Faculty members, administration, students and city council members from Saratoga and Los Gatos all met on Oct. 14 at the Los Gatos Neighborhood center for a “Green Tea Party.” Although there was tea and a cafe setting, the tea party wasn’t just for fun. Instead, they met to brainstorm ways to make Saratoga and Los Gatos High more eco-friendly.

The “tea party” was organized by district superintendent Cary Matsuoka along with senior Natalie Tkalcevic, the student representative for Saratoga on the board, and Los Gatos senior board representative Jenny Heath.

According to Tkalcevic, both she and Heath found the subject “near and dear to our hearts.” They first brainstormed the idea of putting this group together when they addressed Matsuoka about getting involved with the environment. Together the three of them planned the entire party: from hand picking 10 students from each school to making biodegradable invitations.

“I’ve always been really passionate about being environmentally friendly and going green,” said Tkalcevic. “It’s really exciting to see that people are interested in this and they are becoming passionate as well.”

There were many ideas discussed at the party, including getting new water fountains, installing solar panels, making the school more paperless and getting more recycle bins.

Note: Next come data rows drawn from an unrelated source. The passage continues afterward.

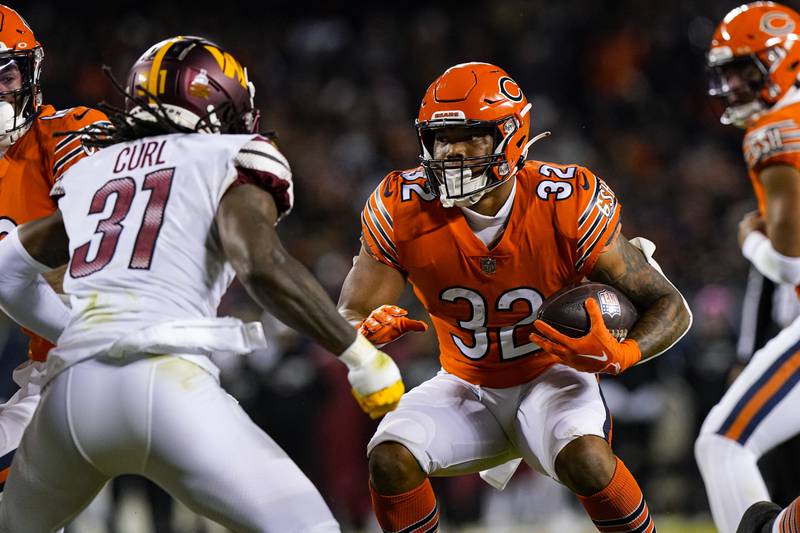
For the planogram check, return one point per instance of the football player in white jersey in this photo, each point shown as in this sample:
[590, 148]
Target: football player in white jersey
[155, 226]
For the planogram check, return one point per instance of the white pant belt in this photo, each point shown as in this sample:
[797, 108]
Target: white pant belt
[203, 336]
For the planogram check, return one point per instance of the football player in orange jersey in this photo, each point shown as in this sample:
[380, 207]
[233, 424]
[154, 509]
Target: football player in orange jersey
[484, 236]
[32, 160]
[753, 60]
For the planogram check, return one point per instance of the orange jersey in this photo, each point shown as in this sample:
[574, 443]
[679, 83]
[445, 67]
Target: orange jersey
[483, 301]
[31, 166]
[773, 140]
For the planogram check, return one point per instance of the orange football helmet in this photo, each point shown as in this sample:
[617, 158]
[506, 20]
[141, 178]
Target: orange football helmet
[753, 59]
[20, 63]
[483, 97]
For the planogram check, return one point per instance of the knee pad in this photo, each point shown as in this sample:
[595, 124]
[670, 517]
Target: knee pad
[414, 433]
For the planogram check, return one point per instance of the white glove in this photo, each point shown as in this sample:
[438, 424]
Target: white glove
[374, 377]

“It was good that we brought up the water fountains because the water fountains are the same as they were when the school was built 50 years ago and they’re kind of disgusting,” said Kent Paisley, one of the students invited to the meeting. “Hopefully these reforms will be enforced in the near future.”

The school board has looked at these ideas and is planning on fixing up the water fountains and bringing additional recycle bins into every class room. Tkalcevic and the board are getting started right away. They have already had a meeting on Nov. 10 at lunch, and Tkalcevic spoke at a PTSO meeting in hopes of raising money.

They are also planning on starting a group called The Green Team who will go to elementary and middle schools to educate kids about the importance of going green. In addition, they hope to coordinate a green week some time next semester.

“It’s such an important subject, especially for schools since that is where we become educated,” said Tkalcevic. “If we start here, then our generation will be a lot more aware and eco-friendly.”